Proma 🐝 Nautiyal en Creative Writers, Writers Brand Ambassador • beBee 28/8/2017 · 2 min de lectura · 1,1K

Train the Brain

Train the Brain

This happens to be one of my favorite topics. Ever since I trained my brain to work for me the way I want, I feel more empowered and in control. 

It is often said that humans use only 10 percent of their brains. This made me think if only I could get the rest of 90 percent work for me,  that would make me a power to reckon with. But alas, after conducting a simple online search, I found that this theory was more Hollywood than scientific. It seems we already use the entire brain that we have been provided with.

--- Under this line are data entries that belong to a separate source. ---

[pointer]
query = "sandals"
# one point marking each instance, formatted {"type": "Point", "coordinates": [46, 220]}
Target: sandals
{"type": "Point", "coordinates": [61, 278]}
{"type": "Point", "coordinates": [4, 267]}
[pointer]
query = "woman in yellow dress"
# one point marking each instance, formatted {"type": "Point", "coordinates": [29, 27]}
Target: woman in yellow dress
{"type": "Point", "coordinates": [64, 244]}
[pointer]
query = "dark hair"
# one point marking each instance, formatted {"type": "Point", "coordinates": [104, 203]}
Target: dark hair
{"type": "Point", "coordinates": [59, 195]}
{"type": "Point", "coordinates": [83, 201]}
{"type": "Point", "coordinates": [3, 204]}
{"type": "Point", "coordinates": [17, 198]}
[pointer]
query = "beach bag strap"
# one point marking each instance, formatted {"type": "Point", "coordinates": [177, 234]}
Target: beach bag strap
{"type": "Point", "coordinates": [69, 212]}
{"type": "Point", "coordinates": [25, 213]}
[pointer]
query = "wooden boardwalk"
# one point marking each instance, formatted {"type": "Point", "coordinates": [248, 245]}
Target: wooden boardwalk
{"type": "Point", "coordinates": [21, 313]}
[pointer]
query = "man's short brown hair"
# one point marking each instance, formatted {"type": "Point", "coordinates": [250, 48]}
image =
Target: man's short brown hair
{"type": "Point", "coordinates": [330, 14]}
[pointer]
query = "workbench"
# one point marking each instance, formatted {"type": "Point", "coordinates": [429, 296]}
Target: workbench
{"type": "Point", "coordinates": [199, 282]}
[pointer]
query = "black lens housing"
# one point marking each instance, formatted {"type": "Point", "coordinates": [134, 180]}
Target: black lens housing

Well then, if my brain is already working at full capacity, what do I do to make it work more efficiently? I read up on it and I meditated on it. I then realized I could start off by training my brain on simpler activities. 

For example: I am a right-handed person. I use my right hand for all my daily and chores and activities; while the left hand is good at carrying stuff from one place to another. The first challenge I took up was to be ambidextrous, well, almost ambidextrous.

I started with the simple task of writing. Although the brain is predisposed to the idea that only your right hand can write, you can imagine and project the idea that your left hand can write, too. It needs a good amount of concentration.

When we say we can't write with our non-dominant hand, we are basically telling this to our brain aloud and the brain is taking notes like a diligent student. It took me a couple of days to get that scribble into something readable. And I was writing in cursive with my left hand, in no time.  

Although, this new skill of mine was of no consequence, I had learned a valuable lesson. I could make my brain work for me rather than have it follow its old, outdated notes. 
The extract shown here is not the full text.